Er senkte sein Kopf und trat einige Schritte zurück. Er hatte verstanden. Jeden Moment könnte die Kellnerin zurück sein, oder jemand anderes. Ein Klopfen an der Tür bestätigte meine Vermutung.
»Ja?«, sagte ich und Mrs. Houston trat ein.
»Entschuldigen sie vielmals Mr. Capello. Ich habe nicht darauf geachtet. Es ist mir entgangen.«
»Schon gut. Haben Sie jemanden von der Dame hier erreicht?«
»Nein, Sir. Ich habe niemanden erreichen können.«
»Hat sie Erkrankungen angegebenen?«
»Nein, Sir. Sie hat auch noch nie Problem gemacht. Sie war immer unauffällig. Ihre Kollegen meinten es ginge ihr heute nicht sehr gut. Ich werde ihr gleich kündigen. So ein Verhalten ist nicht zu ...«
Ich hob eine Hand und Mrs. Houston hielt inne. Etwas in mir mochte die Worte von Mrs. Houston nicht. Ich wollte sie nicht kündigen lassen. Ihr Geigenspiel hatte mir etwas gegeben, nach dem ich lange gesucht hatte.
»Sagen Sie ihr einfach, sie soll sich beim nächsten Mal krank melden, wenn es ihr nicht gut geht.«
»Jawohl, Sir.«
»Sie können gehen.« Mrs.

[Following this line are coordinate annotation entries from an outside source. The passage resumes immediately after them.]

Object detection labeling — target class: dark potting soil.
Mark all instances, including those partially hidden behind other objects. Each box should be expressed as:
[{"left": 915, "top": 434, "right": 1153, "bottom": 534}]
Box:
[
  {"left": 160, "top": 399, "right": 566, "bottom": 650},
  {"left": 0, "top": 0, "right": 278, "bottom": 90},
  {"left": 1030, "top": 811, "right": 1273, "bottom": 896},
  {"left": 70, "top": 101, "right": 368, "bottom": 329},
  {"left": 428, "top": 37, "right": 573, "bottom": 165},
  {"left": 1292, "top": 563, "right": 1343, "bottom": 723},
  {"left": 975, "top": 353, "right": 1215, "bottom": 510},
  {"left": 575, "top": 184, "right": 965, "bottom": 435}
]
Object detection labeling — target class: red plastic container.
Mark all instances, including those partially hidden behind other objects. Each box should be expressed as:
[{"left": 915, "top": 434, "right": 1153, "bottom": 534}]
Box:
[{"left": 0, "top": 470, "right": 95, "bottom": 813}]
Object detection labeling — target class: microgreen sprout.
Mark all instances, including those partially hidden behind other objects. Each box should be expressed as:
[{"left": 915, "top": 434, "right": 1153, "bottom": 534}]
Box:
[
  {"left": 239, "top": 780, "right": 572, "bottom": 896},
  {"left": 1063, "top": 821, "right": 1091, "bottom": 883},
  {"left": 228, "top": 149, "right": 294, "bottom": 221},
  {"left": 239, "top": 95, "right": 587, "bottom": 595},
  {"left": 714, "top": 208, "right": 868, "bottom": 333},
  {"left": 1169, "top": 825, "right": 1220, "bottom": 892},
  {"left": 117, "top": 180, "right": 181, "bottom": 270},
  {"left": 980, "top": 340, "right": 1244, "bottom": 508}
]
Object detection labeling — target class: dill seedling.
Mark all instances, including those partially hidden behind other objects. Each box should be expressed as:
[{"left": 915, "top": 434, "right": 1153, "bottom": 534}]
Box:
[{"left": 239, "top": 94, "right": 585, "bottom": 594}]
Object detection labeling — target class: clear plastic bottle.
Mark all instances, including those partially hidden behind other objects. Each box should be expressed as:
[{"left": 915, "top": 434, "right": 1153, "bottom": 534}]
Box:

Houston verbeugte sich und macht auf dem Absatz kehrt. Sie war eine giftige Frau, aber sie war höchst verschwiegen und erledigte ihren Job herausragend gut.
Kaum dass sie verschwunden war, ertönte ein Stöhnen von dem Sofa und die Violinistin räkelte sich. »Ahh, was ein gutes Schläfchen.« Was zum? Ich konnte nicht umhin ein fassungsloses Schnauben von mir zu geben.